I have returned from my latest London trip; my stimulated mind is filled with assorted impressions that I now ready for recollection in relative tranquility. Rather than pouring out those impressions like the content of an overstuffed suitcase, I shall meet the challenge of assembling them into a sequence of composite portraits, portraits not so much of myself but of the experience of gathering ideas and collecting thoughts. You might call this manipulation of the everyday a form of “method living”: a mental aligning and creative channelling of life’s vast, fleeting, and potentially overwhelming influences into something resembling a design of my own making.
There is to me nothing more thrilling than the tracing of a pattern in the patched-up fabric of the everyday. Granted, I often impose such a design by snipping off too many of the loose ends and by choosing that to which I expose myself with rather too thorough discrimination, by excluding the ill-fitting piece or neglecting the odd thread. Yet the satisfaction of finding sameness where others might only detect difference is not necessarily the program of a narrow mind. I try to do as much stitching together as I do selecting or cutting away. Atropos, Clotho, and Lachesis—I intend to do the handiwork of all three fates.
One of the threads I chose to follow during my wanderings through the maze that—compared to the comforting simplicity of New York City’s map—is sprawling London was the career of American journalist Edward R. Murrow.
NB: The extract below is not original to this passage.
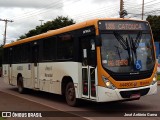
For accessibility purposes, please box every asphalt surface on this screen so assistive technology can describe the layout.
[0,78,160,120]
[0,79,88,120]
[0,91,88,120]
In his late 1930s broadcasts from London, Murrow had encouraged Americans to connect with world affairs by bringing the hardship of those under Fascist attack home to radio listeners who, in the confines of their living rooms, might have imagined themselves immune to such devastating influences. Later, he exposed fascism of another kind in his commentaries on misguided patriotism and undemocratic perversions of unity.
After a brisk two-hour walk from South Kensington, across Hyde Park, I arrived at Murrow’s former residence in Marylebone, not far from the British Telecom tower. I took a few photographs and walked on. I experienced no great stirring of emotions, let alone a spiritual connection. Yet the site itself, along with the act of finding, approaching and appropriating it pictorially became part of a design, enforced by the screening of Good Night, and Good Luck. my mate and I attended a day later. It had not been altogether planned that way; indeed, I was surprised to find the film to be still in such wide circulation. The quietly impressive motion picture and my altogether unremarkable photographs do not so much amount to a biographical composite sketch of Murrow, a man who shaped history by recording it. Rather than capturing his past they suggest his presence—or our need for it.
Much of what Murray reflected upon in his broadcasts—even in reminiscences such as this one from 3 December 1944—is anything but dated, if only you permit yourself to look beyond the names of places and persons and weave his expressions of hope and fear into the fabric of our current wars and crises:
You remember those mean streets in London where so many died; the men stretching canvas over holes in roofs and walls, trying to patch things up before the winter comes, anything to keep out the rain and cold. At the airfield you remember that it was just here you watched Mr. Chamberlain descend from his plane when he came back from Munich, waving his written agreement with Hitler and talking about peace in our time. That was such a long time ago. And you wonder when there will be peace again and what it will be like. . . .
You recall all the talk of a better world, a new social order, a revolution by consent, that marked the desperate days, and you realize that talk of equality of opportunity, of equality of sacrifice, of a peace based on something other than force, comes more readily to the lips when disaster threatens. There isn’t so much of it now [. . .].
Europe for a long time will be concerned with the urgent problems of day-to-day existence. The fundamental economic and social conflicts will not have been settled by this war. [. . .]
For years after this war Europe will be in torment and [ . . . ] you wonder what part America will play in it all. In battle and in production we have been magnificent. We have delivered the planes, tanks, guns and ships and the men to fight with them. The evidence of our strength can be found all around the world. We’re not as tired as the others. Our industrial plant is undamaged. Our homes have not been blasted. We enjoy security and relative comfort and our responsibility is frightening, for Europe will look to us—not for charity, advice or admonition, but for an example. Democracy hasn’t been very fashionable over there in recent years and there are many who doubt that it can survive the strains and stresses of peace. . . .
Is democracy still “fashionable” anywhere? Is it the gear of choice or an imposed uniform that ceases to be fashion by resembling fascism? Has the current war on terror (or the terror of war) done much to preserve it? Are we still talking about a “peace based on something other than force”? The patterns we discover when engaging with the so-called past are often disturbing rather than reassuring. And yet, to ignore them, to refuse recalling them into our everyday, might be more disturbing still—a wilful refusal to connect that, far worse than passivity, is a violent act of tearing apart the fabric along with its flawed design.